All day yesterday and today, his baseline heartrate and respirations have been at a much higher level than the last 8 days or so. All day his heartrate was in the 160s to 170s (it had been as low as 106 when he was sleeping before). This afternoon, he busted a major sweat and we were completely freaked out that he had a fever and an infection. However, five minutes after we moved to the annex, his rates have been dropping and right now he’s at 127. As Laura said, “Simon can heal here”. The other unit was so noisy and stressful with bright lights, loud alarms, suction, post op patients waking up, etc. This feels like heaven by comparison.

The extremes of him being the most smiley and laughing that he's been and then miserable and seeming like he's going to die from an infection/fast heartrate/etc are killing us. I keep telling him "No More Drama!"

My first day at work was actually managable. I ended up having to give a presentation to about 50 people that I thought I'd gotten out of, but it was really fine. It feels like 2 days in one, though, to do 1/3 of my day at work and 2/3 at the hospital. I can do this and we can do this.

Okay, off to start all over again.

p.s. If you come to visit, turn left instead of right, where the reception desk is, and go all the way to the window and we're on the right.

Tuesday, August 12, 2008

Another day...

Well, a bit more progress today. Simon is completely off oxygen and also now can breastfeed whenever he or Laura wants! He also is off one of the carriers for his IV so he only has one IV (the PICC line) with only 3 things going through it (Milrinone, Heparin and the carrier). He had much more alert time today and also squawkier time which is pretty normal.

Geraline, one of the nurses that hasn’t been his nurse but is often near us, had a dream about us all last night. In her dream, she was our personal nurse at home and she was going to have the great honor of giving Simon his first feeding. She got to go into a special room with a big throne like chair with lots of pillows and a very special bottle. She said it was SO vivid and we (including grandparents) were all in it. I told her she needs to start dreaming about a super strong heart, since today was the day he got to have unlimited feeding and she dreamed about his feeding last night. Pretty cool…
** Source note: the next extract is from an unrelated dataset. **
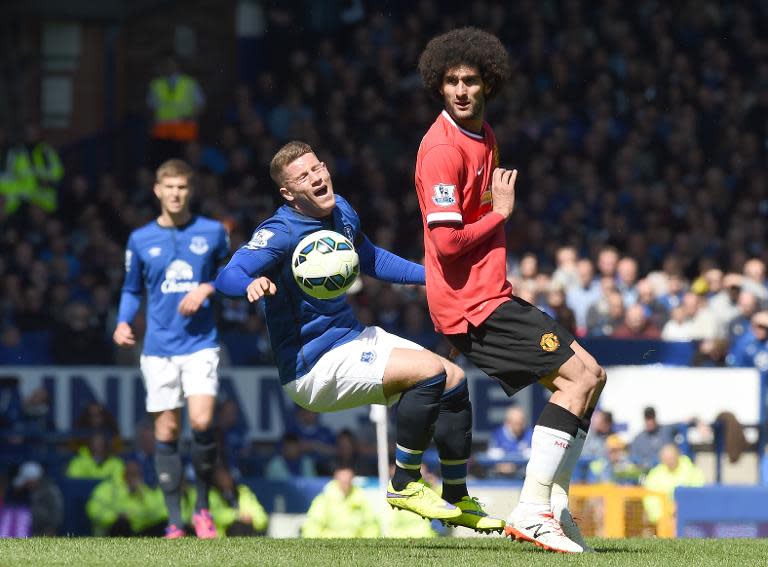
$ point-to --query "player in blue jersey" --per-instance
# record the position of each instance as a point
(175, 258)
(328, 361)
The doctors talked about weaning him down from IV Heparin (blood thinner) soon and maybe getting him on oral Cumidin soon. He’s off one of his diuretics and the other 2 are now oral since his new IV isn’t compatible with Heparin/Milrinone and the IV versions of the diuretics (kind of a blessing in some way, since it pushes him moving to more oral meds versus IV).

He’ll have another echo cardiogram on Thursday and then they'll decide whether or not to start weaning him from the Milrinone based on that. That process alone takes about 2 weeks.

Laura says: Today was the first day since Friday before last that the day felt somewhat familiar in terms of Shimmy and I having regular rhythms. He clearly wants to be at the boob for more than just nourishment and I am more than happy to have some soothing techniques back. Throughout though, Jaime has been the master rocker/napper and that’s been so great. I felt for the first time today that we’re back in some way to our regular times together. Simon spent several moments standing (with assistance) in my lap just looking out and enjoying the business of the ICU. He laughed, he smiled, we read a book. He got fussy when he was hungry. He fought going down for a nap…all familiar activities.
His heart rate and respirations have been a little elevated since he got off the oxygen but still within the normal range and when they shoot up because he’s upset, once he’s calm again they go back down. Not as much as we’d like but they do. Jaime and I can't help but feel worried about the #'s and hopefully tomorrow we'll hear that it's nothing to worry about or that it's something and here's what they're doing about it.
All the nurses and doctors keep telling us that it’s a good thing that he’s so vocal and fussy and letting us know he’s so over this. It’s the babies that just lie there and whimper that they really worry about. That is definitely NOT our little Shimmy. It’s sad to see all the leftover tape remnants but not as sad as when he had lines coming out of every limb and neck. Still fucking crazy that he has a line in his one of his scalp veins that threads down to his heart. Again…what?!!!
Slow and steady wins the race. Slow and steady. He’s more Yurtle the Turtle in his recovery now than the jackrabbit he seemed to be embodying during and just after his birth (First there was the five minute labor and delivery and then there were those feet of his).
Jaime heads back to work tomorrow and it feels a lot like when she went back after the first seven weeks with Simon. It was a hard adjustment for every one and we just have to be very care-full with how we handle this transition. Time together is so important. Any one wanting to visit the hospital between the hours of 8 and 2 is most welcome. Shimmy was awake and alert for most of the day so that Alli in the early afternoon and Anna in the early evening were both greeted with smiles. So dreamy.
Tomorrow is yet another day.
Amazing gratitude to all.

Small Victory

I forgot to mention that last night they took him completely off oxygen, so we have a small victory! One less thing attached to our little man.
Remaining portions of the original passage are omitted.